Or what about this comment? The ad can seriously harm kids who want to go into the arts but have allowed the DOE to influence their choice of studies.  You see very little about someone opening their own business, going into real estate, or risking it as free-lancing in art, music, or as a writer.  Parents have been taught to think the best careers are STEM.

Broadway World
Broadway World

The space program, NASA cannot exist without artists, writers, science fiction, historians, and dreamers. Science fiction, Star Trek is what ignited fifty years of dreamers.  Those dreamers who lived in the basement of their parents’ homes saw gadgets on the original series and decided to do something about it.  It’s like the Trekkie Geek who wanted to create computers like Star Wars.  He dropped out of college and began tinkering in his parents’ garage.  he’s now the wealthiest person on the planet.  As any current NASA astronaut or employee and see how Star Trek – the arts – shaped their career path.  It wasn’t about STEM or even education.  It was about the dream of space travel.

http://fortune.com/2015/11/13/liberal-arts-degrees-critics/

“…It’s also worth pointing out that humanities graduates experience more equitable employment outcomes along gender lines than graduates from other fields, especially engineering, and especially at the graduate level. Women with graduate degrees in the humanities do experience slightly higher unemployment than their male colleagues—3.5 percent versus 3.4 percent. But those women still fare better than women with graduate degrees in engineering, who experience 3.6 percent unemployment, compared with 2.5 percent for men.

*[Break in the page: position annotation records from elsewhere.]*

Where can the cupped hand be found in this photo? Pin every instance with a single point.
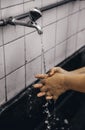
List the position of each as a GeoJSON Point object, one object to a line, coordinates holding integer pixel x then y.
{"type": "Point", "coordinates": [51, 85]}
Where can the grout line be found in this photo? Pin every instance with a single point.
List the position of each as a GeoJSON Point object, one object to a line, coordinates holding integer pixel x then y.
{"type": "Point", "coordinates": [42, 27]}
{"type": "Point", "coordinates": [24, 48]}
{"type": "Point", "coordinates": [15, 5]}
{"type": "Point", "coordinates": [4, 67]}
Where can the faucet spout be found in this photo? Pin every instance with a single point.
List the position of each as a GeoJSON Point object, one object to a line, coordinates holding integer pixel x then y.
{"type": "Point", "coordinates": [34, 14]}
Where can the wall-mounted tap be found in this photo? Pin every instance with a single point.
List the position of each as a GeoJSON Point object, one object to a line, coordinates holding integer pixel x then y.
{"type": "Point", "coordinates": [34, 14]}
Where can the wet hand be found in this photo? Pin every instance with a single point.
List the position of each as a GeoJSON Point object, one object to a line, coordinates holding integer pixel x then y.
{"type": "Point", "coordinates": [51, 86]}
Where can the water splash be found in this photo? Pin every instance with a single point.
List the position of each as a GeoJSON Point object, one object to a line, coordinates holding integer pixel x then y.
{"type": "Point", "coordinates": [48, 115]}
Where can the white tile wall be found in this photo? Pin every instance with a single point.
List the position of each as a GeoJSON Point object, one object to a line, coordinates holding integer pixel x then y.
{"type": "Point", "coordinates": [14, 55]}
{"type": "Point", "coordinates": [60, 53]}
{"type": "Point", "coordinates": [12, 32]}
{"type": "Point", "coordinates": [2, 91]}
{"type": "Point", "coordinates": [61, 32]}
{"type": "Point", "coordinates": [21, 47]}
{"type": "Point", "coordinates": [74, 7]}
{"type": "Point", "coordinates": [49, 17]}
{"type": "Point", "coordinates": [82, 4]}
{"type": "Point", "coordinates": [1, 42]}
{"type": "Point", "coordinates": [71, 45]}
{"type": "Point", "coordinates": [73, 24]}
{"type": "Point", "coordinates": [62, 11]}
{"type": "Point", "coordinates": [15, 82]}
{"type": "Point", "coordinates": [49, 59]}
{"type": "Point", "coordinates": [49, 36]}
{"type": "Point", "coordinates": [33, 46]}
{"type": "Point", "coordinates": [32, 69]}
{"type": "Point", "coordinates": [0, 33]}
{"type": "Point", "coordinates": [1, 62]}
{"type": "Point", "coordinates": [80, 39]}
{"type": "Point", "coordinates": [81, 20]}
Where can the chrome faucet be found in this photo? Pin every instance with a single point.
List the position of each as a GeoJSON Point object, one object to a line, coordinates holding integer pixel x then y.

I should stress that my point is not that prospective students should major in humanities fields rather than, say, engineering—I have no wish to erase the real differences that exist among all of these disciplines or pit them against each other in any way. When you read the news and see the vast array of scientific, political, and cultural challenges facing the United States today, it becomes pretty clear that we need more and better-educated college graduates in every discipline, and we need all those graduates to be equipped with a broad base of knowledge and intellectual skills that cut across disciplines….”

Just a little FYI:  The career path of choice for terrorists is STEM, especially engineering. There is a good reason for that, including the fact that with the balance of humanities young brains are open to being washed.  One field which is taught with ethics and has now been abandoned is ethics.  There is one other reason the Obama Administration began pushing STEM.  The career path of choice in 2011 when the brainwashing began was go go into banking and finance.  STEM is much more socialist.   The real problem, now, is that there is now over-employment in STEM fields.  We should be expecting salaries to start reflecting over-employment one of these days.

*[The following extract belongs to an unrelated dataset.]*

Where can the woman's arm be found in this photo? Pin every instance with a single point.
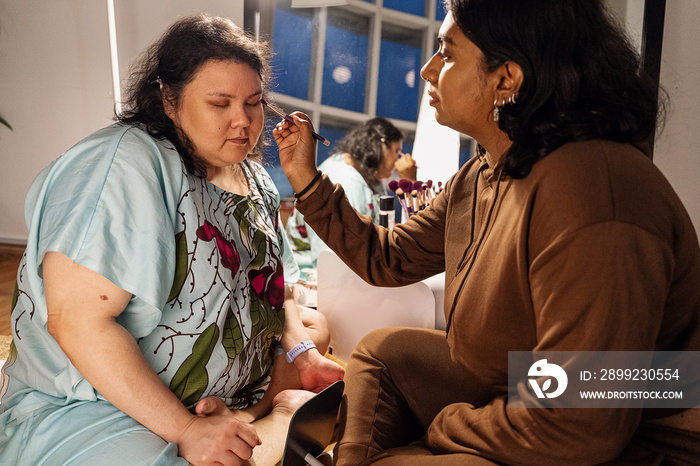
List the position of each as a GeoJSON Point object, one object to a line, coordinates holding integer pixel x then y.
{"type": "Point", "coordinates": [82, 310]}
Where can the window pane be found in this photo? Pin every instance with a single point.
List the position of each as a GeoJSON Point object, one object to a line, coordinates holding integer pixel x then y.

“…The truth is that there is little credible evidence of the claimed widespread shortages in the U.S. science and engineering workforce. How can the conventional wisdom be so different from the empirical evidence?…”

The Atlantic
The Atlantic

You know all those jobs in botany the Wells Fargo, Inc. ad promotes? There basically aren’t any unless a person can tech, get a job with a seed company or work in a nursery. Professional ballet dancers make more money.  There are no real careers for a botanist these days.  The average base pay for a private dance instructor – you know, the ones who have dance school for little kids is around $77,000!  It is basically the average pay for a software engineer.  You want a career as an electrical engineer?  In 2013 the field lost 35,000 jobs.

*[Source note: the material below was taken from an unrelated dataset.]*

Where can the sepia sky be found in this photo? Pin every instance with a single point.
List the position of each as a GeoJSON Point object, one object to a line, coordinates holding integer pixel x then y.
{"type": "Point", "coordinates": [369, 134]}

The dirty little Administration lie is that the US needs more STEM careers.  The real problem is the US is producing far too many scientists and engineers, resulting in serious unemployment or underemployment in the fields.   According to Scientific American,

“…“People should have a reasonable expectation of being able to practice their science if they’re encouraged to become scientists,” says labor economist Michael Teitelbaum of the Alfred P. Sloan Foundation “It shouldn’t be a guarantee, but they ought to have a reasonable prospect.” But today, however, few young PhDs can get started on the career for which their graduate education purportedly trained them, namely, as faculty members in academic research institutions. Instead, scores of thousands of them spend the years after they earn their doctorates toiling in low-paying, dead-end postdoctoral “training” appointments (called postdocs) in the laboratories of professors, where they ostensibly hone skills they would need to start labs of their own when they become professors. In fact, however, only about 25 percent of those earning American science PhDs will ever land a faculty job that enables them to apply for the competitive grants that support academic research. And even fewer—15 percent by some estimates—will get a post at the kind of research university where the nation’s significant scientific work takes place….”

What is so ironic is that there are parents have been so brainwashed by the Obama Administration and their false narrative about STEM studies, that parents are not allowing their children to take literature, history, psychology, art, or even music. They must concentrate on science and math. By doing this, they are damning their children to wretched ignorance. They can’t even write a viable paper, or construct an argument using logic.

Forbes
Forbes

Someone needs to explain to the Obama Administration, and the business world that before anything can be realized, the dreamers, the artists, historians, philosophers, and architects must envision it.  The real problem here is the Administration’s obsession with STEM.  Why?  What is the reason behind destroying the humanities?  One aspect of this that is fascinating is that I’ve spent hours on this, researching jobs and statistics.  For some strange reasons the Obama Administration is not interested in actual job figures.  I guess if they were, it would blow a hole in their STEM hysteria.

Just remember, the fool who doesn’t know much about history is doomed to repeat it.

Now – about that little girl who wants to study ballet?  It’s going to cost a pile of money to send her to college, upward of $120,000.  But – contrary to the botanist who will be lucky to even find a job in their field, the little who grows up to be a ballerina has an opportunity to create a very nice life for herself.  No, it’s not on Broadway or at the Bolshoi, but in small town America.  If she goes to a small town where there is no dance studio for kids, within a very short amount of time she’ll be making around $77,000 a year, just teaching little Mary to tap dance, then planning a recital for all the little kids she teaches. The botanist and the chemical engineer, or petroleum engineer, or electrical engineer who went to school with her (and yes, I’m being gender biased) will either be unemployed or barely surviving.